A few blocks away from Rainbow Bar, a local pharmacy peddles eight brands of whitening cream, including Luk Kreung Snow White Skin. In Tokyo, where the Eurasian trend first kicked off more than three decades ago, loosening medical regulations have meant a proliferation of quick-fix surgery, like caucasian-style double eyelids and more pronounced noses. On Channel V and mtv, a whole host of veejays look ethnically mixed only because they've gone under the knife. "There's a real pressure here to look mixed," says one Asian veejay in Singapore. "Even though we're Asians broadcasting in Asia, we somehow still think that Western is better." That sentiment worries Asians and Eurasians. "More than anything, I'm proud to be Thai," says Willy McIntosh, a 30-year-old Thai-Scottish TV personality, who spent six months as a monk contemplating his role in society. "When I hear that people are dyeing their hair or putting in contacts to look like me, it scares me.
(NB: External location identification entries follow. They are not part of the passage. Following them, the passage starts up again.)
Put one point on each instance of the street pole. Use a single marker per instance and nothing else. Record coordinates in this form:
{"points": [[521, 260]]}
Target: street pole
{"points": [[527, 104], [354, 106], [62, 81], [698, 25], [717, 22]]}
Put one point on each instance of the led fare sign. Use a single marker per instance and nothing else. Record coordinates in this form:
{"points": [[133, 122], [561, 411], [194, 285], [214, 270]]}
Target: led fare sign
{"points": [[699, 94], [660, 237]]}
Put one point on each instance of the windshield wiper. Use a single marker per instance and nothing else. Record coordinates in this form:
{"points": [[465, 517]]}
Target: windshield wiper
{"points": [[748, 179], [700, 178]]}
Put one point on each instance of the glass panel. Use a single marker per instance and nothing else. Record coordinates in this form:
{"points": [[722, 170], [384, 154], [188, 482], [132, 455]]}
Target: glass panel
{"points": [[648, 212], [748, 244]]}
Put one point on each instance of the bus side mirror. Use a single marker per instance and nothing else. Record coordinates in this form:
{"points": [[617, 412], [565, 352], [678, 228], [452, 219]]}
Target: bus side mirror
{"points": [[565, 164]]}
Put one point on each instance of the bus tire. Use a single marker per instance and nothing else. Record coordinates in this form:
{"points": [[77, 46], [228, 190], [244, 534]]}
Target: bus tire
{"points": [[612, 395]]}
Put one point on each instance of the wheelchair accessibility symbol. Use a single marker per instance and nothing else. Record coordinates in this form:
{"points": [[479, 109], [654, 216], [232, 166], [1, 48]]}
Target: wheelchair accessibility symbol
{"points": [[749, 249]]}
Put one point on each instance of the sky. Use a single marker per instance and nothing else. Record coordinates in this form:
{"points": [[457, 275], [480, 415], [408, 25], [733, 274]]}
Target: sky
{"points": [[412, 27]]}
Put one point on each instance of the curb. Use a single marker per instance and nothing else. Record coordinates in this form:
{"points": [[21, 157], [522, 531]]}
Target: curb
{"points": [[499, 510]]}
The Thai tradition that I'm most proud of is disappearing."
In many Asian countries—Japan, Malaysia, Thailand—the Eurasian craze coincides with a resurgent nationalism. Those two seemingly contradictory trends are getting along just fine. "Face it, the West is never going to stop influencing Asia," says performance artist Needa. "But at the same time, the East will never cease to influence the West, either." In the 2000 U.S. census, nearly 7 million people identified themselves as multiracial, and 15% of births in California are of mixed heritage. Crouching Tiger, Hidden Dragon, the Oscar-winning kung fu flick, was more popular in Middle America than it was in the Middle Kingdom. In Hollywood, where Eurasian actors once were relegated to buck-toothed Oriental roles, the likes of Keanu Reeves, Dean Cain and Phoebe Cates play leading men and women, not just the token Asian. East and West have met, and the simple boxes we use for human compartmentalization are overflowing, mixing, blending. Not all of us can win four consecutive major golf titles, but we are, indeed, more like Tiger Woods with every passing generation.